A PLM (Product Lifecycle Management) system is a collaborative tool allowing to manage the entire product lifecycle of a manufactured product. It gathers in a unique and central repository all product-related data and eases communication among actors involved in the development process.
PLM systems originally come from the Discrete Manufacturing Industries, mainly aeronautics, defense and automotive manufacturing industries. The main purpose was to identify the multitude of components during the three phases of a product’s life: the design/ as designed, the production / as-built, the maintenance / as maintained. Nowadays PLM’s influence grew to reach Process Manufacturing Industries like Consumer Packaged Goods (CPG). Indeed, in the very competitive and regulated CPG industries, a PLM system can provide a competitive advantage with today’s market pressures to lower costs, improve quality, and reduce the time to market.
Any PLM supplier, no matter the industry, should make sure its solution provides, in addition to a data and document repository:
- A workflow/process engine: to ensure data sharing and collaboration between every actor involved.
- A change management tool: to ensure that any product change is stored and its global impact is evaluated.
- A supplier management tool: to help companies to find the best suppliers and ease collaboration with them to complete the raw materials and packaging database.
- A reporting tool: to help to synthesize data and help managers to make the right decisions.
With a PLM, product development teams can leave their independent systems (separated Excels and database, emails, etc.) and work on the same platform. This allows to considerably reduce the risk of data loss or miscommunications. A PLM also allows better traceability by providing tools that manage product-related data and documents, by tracking all product modifications and controlling processes of approval. Suppliers become assets thanks to an easier collaboration. They can autonomously fill their information in a portal, so it eases analysis and facilitates the choice of the right supplier. By helping to synthesize data, create a customizable dashboard based on chosen KPI (Key Performance Indicators), PLM allows to monitor any project in real-time, and facilitate decision making.
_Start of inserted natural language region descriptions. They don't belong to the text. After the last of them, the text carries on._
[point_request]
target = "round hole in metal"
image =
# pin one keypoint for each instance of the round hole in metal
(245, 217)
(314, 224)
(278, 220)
By managing all steps of product development processes and storing all data or documents, PLM brings more efficiency and transparency. This leads to lower costs, shorter development time, and allow the organization to capitalize on information.
Which PLM for which industry?
If any company involved in product development can use a PLM system, it does not mean that every firm will use the same one. On the other hand, to be helpful, a PLM needs to be tailored for the industry it will work in. Why? Well, because all industries do not face the same challenges. CPG industries need to meet strong consumer demand for transparency, traceability, and sustainability and therefore accelerate innovation while meeting regulatory requirements and ensure consumer safety. All of that with sometimes only a few weeks between the brief and the manufacturing. Even if regulations and consumer safety are also matters to be addressed, DMS industries face challenges like long-term change management or over adaptation to a customer-specific need.
So, it is essential for a PLM to be designed specifically for the industry it will work for. For example, for DMS industries, it needs to be combined with a CAD tool. It will gather all the information in the same place and so minimize errors and reduce tasks without value. With the two solutions well integrated, changes made in the CAD solution will be automatically updated in the PLM system. A parallel can be made with the formulation tool in process industries like Food and Beverage and Cosmetics and Personal Care. It automatically calculates the impact of any change made in the formula or the recipe.
A PLM system also allows standardizing processes. But, if in DMS industries processes are strict – as the process required to change a screw-type on a part of an aircraft – and time to market are long (there are at least 5 years of test for a plane), in CPG industries, due to the challenge of shortening time-to-market, processes, and therefore PLM must be flexible to let teams react quickly as business needs evolve. For example, you must sometimes launch the production even if everyone has not approved yet. The PLM should allow you to take the risk even if it means trashing the produced product if there is a problem afterward. Another aspect is that, in the CPG industry, PLM technology is used by a wide range of different teams (marketing, design, R&D, etc.). In DMS, it is mainly used by technicians who are used to working with technical software. Solutions in CPG industries, therefore, need to be easier to use and aesthetical as teams are more sensible to ergonomics.
Any company, independently of its size, developing products can benefit from a PLM system because it simplifies and shortens each phase of the product development process. The challenge is to choose the right one for your company.